I was curious if anyone is using something else to achieve the same results as the FAST rings?
Sound Connection 6 ½” F.A.S.T. ring kit Sound Connection
Before I spend the $50.00 on these; is there a diy version that you guys are using. 
They will be hidden, so i'm not concerned about looks.


----------



## SkizeR (Apr 19, 2011)

the problem is making something thatll seal properly as good as the fast rings. the best foam i have used was i think by frost king weather stripping, but its hard to make a neat and tidy circle thatll seal good with it


----------



## Brian_smith06 (Jan 31, 2008)

Isnt the 25 for a pair of them? Or do you have dual mids on each side?


----------



## SQLnovice (Jul 22, 2014)

Brian, for some reason I taught it was for 1 set. However, I just double check and realized, it's for a pair. That's a price I like. I'll be ordering these and get it done right the first time. Thaks


----------



## sirbOOm (Jan 24, 2013)

An alternative to fast rings is to buy a block of foam and cut the ring out yourself.

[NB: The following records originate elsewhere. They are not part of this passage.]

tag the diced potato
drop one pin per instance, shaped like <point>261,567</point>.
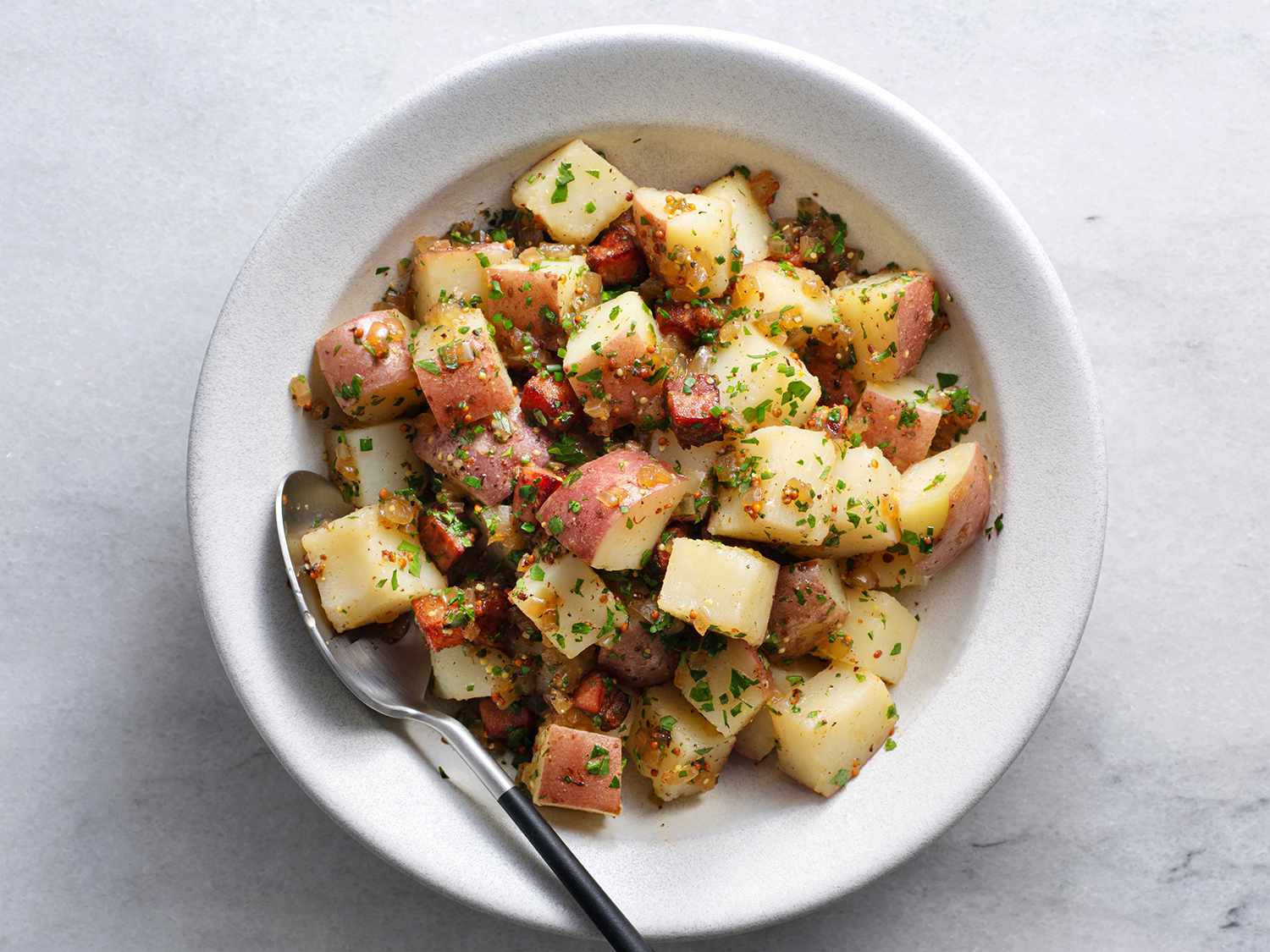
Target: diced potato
<point>577,769</point>
<point>686,239</point>
<point>467,670</point>
<point>810,606</point>
<point>886,570</point>
<point>538,299</point>
<point>675,746</point>
<point>784,302</point>
<point>568,603</point>
<point>444,271</point>
<point>790,502</point>
<point>574,192</point>
<point>367,571</point>
<point>762,382</point>
<point>759,738</point>
<point>611,510</point>
<point>483,459</point>
<point>891,316</point>
<point>367,366</point>
<point>459,366</point>
<point>945,500</point>
<point>713,586</point>
<point>863,510</point>
<point>749,221</point>
<point>879,634</point>
<point>830,726</point>
<point>366,459</point>
<point>899,419</point>
<point>615,362</point>
<point>728,685</point>
<point>695,465</point>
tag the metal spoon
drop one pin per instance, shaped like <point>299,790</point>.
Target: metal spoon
<point>393,680</point>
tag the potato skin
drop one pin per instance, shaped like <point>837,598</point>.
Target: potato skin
<point>484,467</point>
<point>368,388</point>
<point>615,476</point>
<point>638,658</point>
<point>906,426</point>
<point>969,504</point>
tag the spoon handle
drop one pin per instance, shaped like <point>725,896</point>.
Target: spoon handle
<point>586,891</point>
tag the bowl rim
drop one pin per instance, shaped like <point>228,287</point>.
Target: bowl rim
<point>775,55</point>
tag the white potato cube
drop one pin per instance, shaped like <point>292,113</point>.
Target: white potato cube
<point>574,192</point>
<point>568,603</point>
<point>749,221</point>
<point>686,239</point>
<point>713,586</point>
<point>728,685</point>
<point>790,503</point>
<point>785,302</point>
<point>366,459</point>
<point>863,512</point>
<point>759,738</point>
<point>827,729</point>
<point>367,571</point>
<point>465,672</point>
<point>444,271</point>
<point>675,746</point>
<point>693,464</point>
<point>878,636</point>
<point>762,382</point>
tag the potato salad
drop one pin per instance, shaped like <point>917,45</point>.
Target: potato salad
<point>649,471</point>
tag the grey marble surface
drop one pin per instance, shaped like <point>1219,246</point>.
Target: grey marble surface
<point>142,149</point>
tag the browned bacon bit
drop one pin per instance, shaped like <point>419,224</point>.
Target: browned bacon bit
<point>693,404</point>
<point>533,487</point>
<point>550,403</point>
<point>511,724</point>
<point>832,363</point>
<point>662,551</point>
<point>615,256</point>
<point>833,421</point>
<point>444,537</point>
<point>687,319</point>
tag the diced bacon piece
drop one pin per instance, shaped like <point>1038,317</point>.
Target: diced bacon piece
<point>550,401</point>
<point>693,404</point>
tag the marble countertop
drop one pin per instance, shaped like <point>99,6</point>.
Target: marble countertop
<point>145,147</point>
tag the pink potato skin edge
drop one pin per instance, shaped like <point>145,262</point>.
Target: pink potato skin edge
<point>968,513</point>
<point>340,357</point>
<point>566,754</point>
<point>584,530</point>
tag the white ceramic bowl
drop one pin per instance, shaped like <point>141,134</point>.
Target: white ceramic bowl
<point>672,107</point>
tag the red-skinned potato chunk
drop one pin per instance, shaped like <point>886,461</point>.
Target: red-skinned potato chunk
<point>484,459</point>
<point>891,315</point>
<point>444,537</point>
<point>536,297</point>
<point>550,401</point>
<point>693,404</point>
<point>944,500</point>
<point>616,256</point>
<point>459,366</point>
<point>831,362</point>
<point>899,419</point>
<point>638,658</point>
<point>577,769</point>
<point>367,366</point>
<point>810,603</point>
<point>611,510</point>
<point>615,363</point>
<point>533,487</point>
<point>444,271</point>
<point>511,724</point>
<point>686,239</point>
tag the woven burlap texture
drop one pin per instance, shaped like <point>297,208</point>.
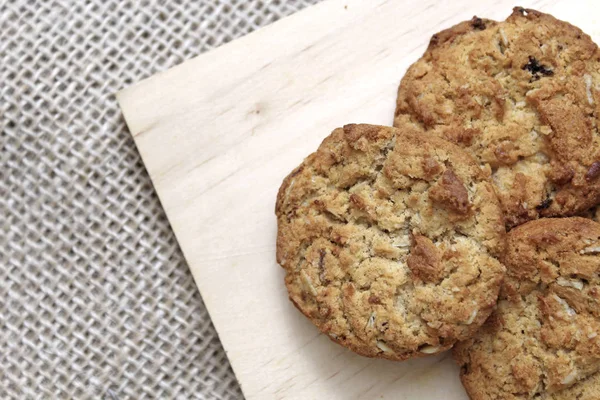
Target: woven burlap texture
<point>96,299</point>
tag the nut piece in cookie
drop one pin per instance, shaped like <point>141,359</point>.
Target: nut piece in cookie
<point>522,96</point>
<point>390,240</point>
<point>543,337</point>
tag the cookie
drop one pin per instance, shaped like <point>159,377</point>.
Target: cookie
<point>523,97</point>
<point>543,337</point>
<point>389,241</point>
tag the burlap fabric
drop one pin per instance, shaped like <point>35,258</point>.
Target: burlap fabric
<point>96,299</point>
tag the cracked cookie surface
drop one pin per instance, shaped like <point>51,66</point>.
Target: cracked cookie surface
<point>523,97</point>
<point>389,240</point>
<point>543,337</point>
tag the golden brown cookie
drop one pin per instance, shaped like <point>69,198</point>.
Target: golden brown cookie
<point>523,96</point>
<point>389,239</point>
<point>543,337</point>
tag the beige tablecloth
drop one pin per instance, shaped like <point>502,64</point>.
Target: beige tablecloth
<point>96,299</point>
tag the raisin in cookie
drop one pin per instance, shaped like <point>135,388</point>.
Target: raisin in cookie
<point>543,337</point>
<point>389,240</point>
<point>522,95</point>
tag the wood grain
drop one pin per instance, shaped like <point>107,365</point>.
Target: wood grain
<point>218,134</point>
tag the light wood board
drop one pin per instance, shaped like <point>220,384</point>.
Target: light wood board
<point>218,134</point>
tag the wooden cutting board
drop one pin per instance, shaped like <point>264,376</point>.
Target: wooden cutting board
<point>218,134</point>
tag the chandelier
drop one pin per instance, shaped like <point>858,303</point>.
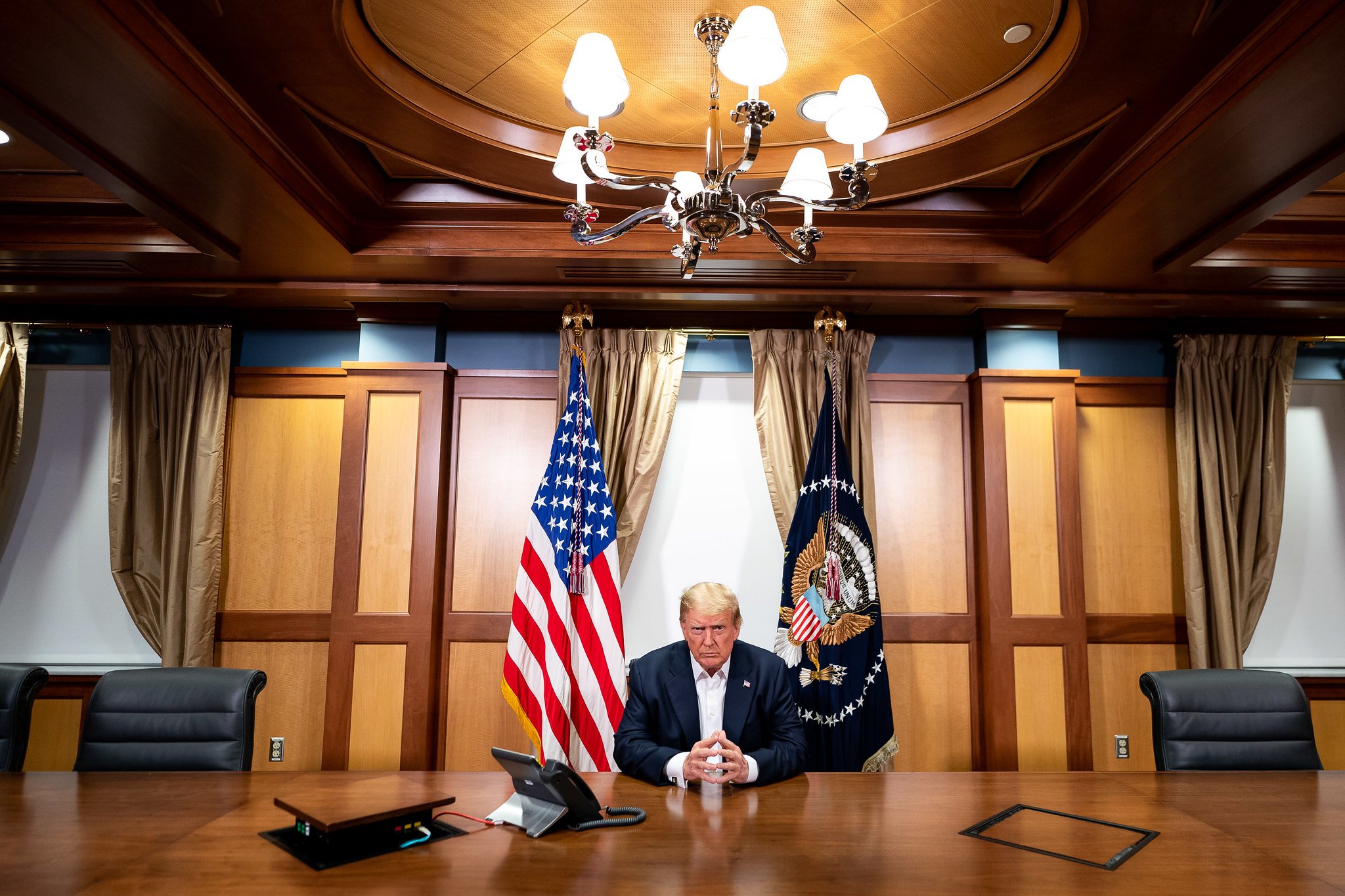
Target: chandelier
<point>704,207</point>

A local car audio shop will likely have (or be able to get) these and may cut you a deal. We have boxes and boxes and boxes of these things.


----------



## Brian_smith06 (Jan 31, 2008)

SQLnovice said:


> Brian, for some reason I taught it was for 1 set. However, I just double check and realized, it's for a pair. That's a price I like. I'll be ordering these and get it done right the first time. Thaks


It is a hair unclear on their site. I too would have been apprehensive of spending 50 on these for a pair of mids. 25 on the other hand


----------



## SQLnovice (Jul 22, 2014)

I was going to ordered from another site just to show my support because i've watched some of their videos. However, the shipping was $18.00. So I ended up ordering from another site with free shipping.


----------



## yeldak99 (Mar 5, 2008)

SQLnovice said:


> I was going to ordered from another site just to show my support because i've watched some of their videos. However, the shipping was $18.00. So I ended up ordering from another site with free shipping.



Link?


----------



## Brian_smith06 (Jan 31, 2008)

yeldak99 said:


> Link?


ditto!


----------



## SQLnovice (Jul 22, 2014)

yeldak99 said:


> Link?


I ended up ordering form the link in the first post. 
Or are you referring to the one that charged $18.00 shipping?


----------



## SQLnovice (Jul 22, 2014)

Here is a little copy/paste from my shopping cart.


miami, FL 33143
United States
Use as preferred shipping address
Shipping method: Standard Shipping (2-6 Days) $18.00 USD

Loading...
Note to seller:
Payment methods
Payment Method
PayPal Smart Connect$42.99 USD

Don't want to post the site on here, but if anyone is interested, pm me and i'll reply.


----------



## SkizeR (Apr 19, 2011)

SQLnovice said:


> Here is a little copy/paste from my shopping cart.
> 
> 
> miami, FL 33143
> ...


why not post it?


----------



## Alrojoca (Oct 5, 2012)

The hot trend and popularity of these things is getting out of proportion and someone is cashing on that, good for them. With shipping it adds up.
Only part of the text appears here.